Expert opinion about provocation as a defense in dog-bite injury lawsuits has been discussed elsewhere on this website. In the article below, I will summarize a lawsuit that went to trial in Florida in August, 2017. This case was unusual in that the plaintiff was not bitten by a vicious dog but rather knocked-down by a super-friendly Golden retriever.
Dogs occasionally knock-down people, and depending on the kind of dog and the fragility of the person knocked down, serious injury can result. In the incident described below, the dog involved was a large, 80 pound Golden retriever and the victim was a frail, medically compromised 78-year-old lady.
Questions about provocation
The principal liability question before the jury was straightforward: did the plaintiff provoke this large golden retriever to approach her then jump on her and then knock her down?
Undisputed facts presented to the jury were as follows: The defendant-dog owner was walking Dakota on a retractable leash in a neighborhood of single-family homes located in a suburban area Jacksonville. Dakota was typical of many golden retrievers: well-tempered, friendly and equally affectionate to family members and strangers. He had been routinely walked using a retractable leash on hundreds of occasions without incident. Dakota had never jumped on a stranger in the context of being walked. On the day of the incident in question, the plaintiff was walking Dakota in the usual manner, the plaintiff, a complete stranger to the dog, approached and bent down towards Dakota and said something to the effect “oh, what a pretty dog”. She was about 4 feet away when she directed these words to Dakota. Dakota’s reaction was immediate: he quickly approached the plaintiff, raised up and placed his paws on the plaintiff’s chest, and this caused her to fall. She sustained a separated shoulder and an injured hip.
Provocation as a defense against strict liability in Florida
Section 767.04, Florida Statutes states that: “No owner of any dog shall be liable for any damages to any person… when such person shall… carelessly provoke… the dog inflicting such damage…” Thus, the questions before the jury were straightforward: did the plaintiff’s actions provoke Dakota to jump on her and were the actions of the plaintiff careless?
Expert opinion was given a trial about given pertaining to an animal behavior definition of provocation. Three questions were critical to determine whether provocation occurred: (a) Did the plaintiff direct a behavior(s) to the dog? (b) If so, did the dog react immediately? (c) Did this cause the dog’s behavior to change?
All three criteria were met. Namely, unquestionably the plaintiff’s actions were directed to Dakota, Dakota immediately reacted by approaching the plaintiff and jumping on her, and Dakota’s behavior changed from one of exploring and sniffing the ground to that of approaching the plaintiff and jumping on her in an attempt to further solicit social interaction from the plaintiff. Had the plaintiff not engaged in extending a “social invitation” to Dakota, the incident would have never happened.

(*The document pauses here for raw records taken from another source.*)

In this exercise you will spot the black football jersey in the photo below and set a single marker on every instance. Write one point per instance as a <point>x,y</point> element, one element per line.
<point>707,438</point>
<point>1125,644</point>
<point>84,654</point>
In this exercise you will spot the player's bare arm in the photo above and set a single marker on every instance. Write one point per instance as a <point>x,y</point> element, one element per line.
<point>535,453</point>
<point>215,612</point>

The jury rendered a defense verdict. The jury found the plaintiff 100% at fault for her injuries. Hence, she was awarded no money. It is noteworthy that the plaintiff did not present a viable argument to counter the defense of provocation. Instead, the plaintiff argued that the defendant was liable because he did not immediately control Dakota after he noticed Dakota approaching the plaintiff. This may have been a viable argument for the jury to consider but the judge, for reasons that are unclear, ruled that negligence by the defendant was not an issue the jury needed to consider.
Moreover, the defense verdict was based not only on the plaintiff’s provocative actions per se but also on the careless nature of her provocative actions. The jury concluded that her actions were careless given the context in which the incident occurred and because the plaintiff chose to interact with the dog knowing that she could possibly be injured. She was careless in that she failed to ask permission to interact with Dakota before attempting to do so. Had she done so the incident probably would not have happened.
Note the plaintiff was a 78 y.o lady with prior medical problems (neuropathy in her legs) and therefore likely medically compromised. Therefore is understandable why the jury reviewed her actions as inappropriate: She extended a social invitation to a dog she did not know. Before extending this invitation, given her age and fragile state, she should have considered the possibility that Dakota might approach or might approach her and possibly injure her by jumping on her and knocking her down (or possibly biting her) given that she had never seen this dog before. She knew nothing about Dakota’s temperament and she knew that Dakota was a large-size dog.
Florida case law is sparse with regard to provocation in dog related injury cases. Hence, it is likely that the verdict will be appealed.